Art, science come together in life science visualization minor
Wednesday, February 12, 2020
Undergraduate students at the University of Illinois at Chicago are studying life science visualization, or Life Sci Viz, thanks to a minor launched last year by the College of Applied Health Sciences. The new minor brings together biological and physical sciences, engineering, art and health care fields to teach students how to visualize science.
While the college’s Biomedical Visualization Graduate Program — one of only four accredited medical illustration programs in North America — was established nearly 100 years ago, the minor launched just one year ago in January 2019. UIC’s Samantha Bond is overseeing the minor, which she said was developed to meet student demand.
“It was heartbreaking to see how often undergraduate students felt they had to pick between the arts and the sciences,” said Bond, clinical assistant professor of biomedical and health information sciences and physical therapy. “We developed this program so that students from any discipline can learn the skills needed to collaborate with others and to produce accurate, eye-catching creative work that represents topics in science.”

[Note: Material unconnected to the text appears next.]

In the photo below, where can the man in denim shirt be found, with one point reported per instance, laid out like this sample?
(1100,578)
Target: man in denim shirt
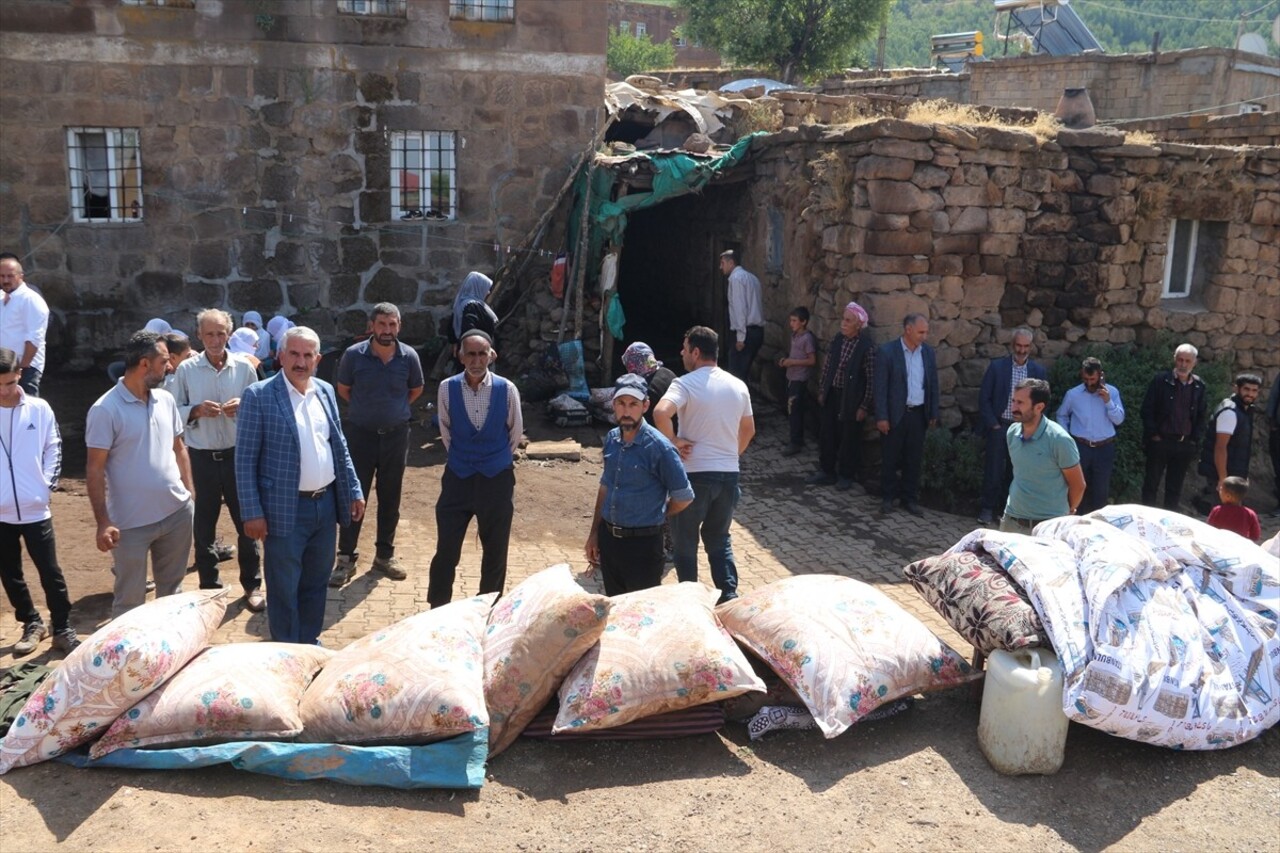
(643,483)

The courses for the Life Sci Viz minor are open to any student as long as prerequisites are met.
Three Life Sci Viz students share how the Life Sci Viz minor helped them refined their career goals:
Alexandra Mangam, senior in biological science in the College of Liberal Arts and Sciences
“Quite honestly, for me, the thought of working in a research lab, pipetting for the rest of my life, was scary. Not everyone is meant for research, and I didn’t feel prepared for the future,” Mangam said.
“During my freshmen year, my mentor was an anaplastologist that constructed facial prosthetics for patients. She integrated a lot of fine arts into her job – hand-painting layers of skin, veins and capillaries on prostheses to exactly match how they look on the patient. I thought it was really cool.
“When UIC introduced the Life Sci Viz minor program, I had to try it. It was so interesting learning the art side. I was always very visual with my learning so, in retrospect, it now seems natural to gravitate towards a biomedical visualization career.
“I have finished the minor and am still taking classes because I love it. I’ve grown as an artist, a scientist and as a person. I have a future that I’m looking forward to.”
Victoria Venice Goite, sophomore in fine arts in the College of Architecture, Design and the Arts
“Many people in my family have a medical background and I was heavily influenced by them,” Goite said. “In my culture, I believe there is this pressure to pursue scientific fields. I feel that people who are actually passionate about art are afraid to show that side. As much as I was interested in science, I loved art and believed in making my own path. So, I took as many AP art classes in high school to advance my artistic skills. Still, I wanted to combine art and science so I researched this Life Sci Viz minor.
“People don’t realize that art itself is not just painting, sitting and drawing. It’s about visualization and making something minuscule in your life, like a leaf, and giving it life through your eyes. Science heavily relies on observations and explanations — if you want to explain your findings, put figures in a textbook or even give an informational pamphlet to patients, you have to put creative thought into what you’re doing.
“The Life Sci Viz minor is providing me a solid foundation in both art and science. It gives me the security that I won’t have to choose between earning money and being a creative person. If you are passionate about art and science and haven’t found that middle ground, this is a great place to go.”
Bendita Qian, senior in integrated health studies in the College of Liberal Arts and Sciences
“When I came to UIC, I was a pre-med undeclared major and I was struggling in the science classes,” Qian said. “Those classes didn’t interest me. So, I decided to major in integrated health, which also incorporates the social sciences. Then UIC came out with the Life Sci Viz minor and I found it interesting because it would give me the opportunity to do something science-related that still integrated the arts.
“Art is an excellent form of communication and is a very good bridge for scientists to convey the information that they research and discover. If you have an artist serve as the middle ground, they can disseminate it in a way people can understand it and feel comfortable reading it. This could also help reduce the stigma of arts being a lower status than science and technology fields.”
“This minor really allows students to experience something holistic. Students learn to approach the sciences or arts from a different perspective. In a number of scientific fields, many factors in the arts, creativity and communication are vital in conducting meaningful research. Because we have so much accessible content in the world now, it can overwhelm people with cognitive burden. It’s more important than ever as illustrators to create work that is beautiful, accurate and easy to understand. In the process, I believe our contributions will validate the inclusion of art in the process of impactful scientific discovery.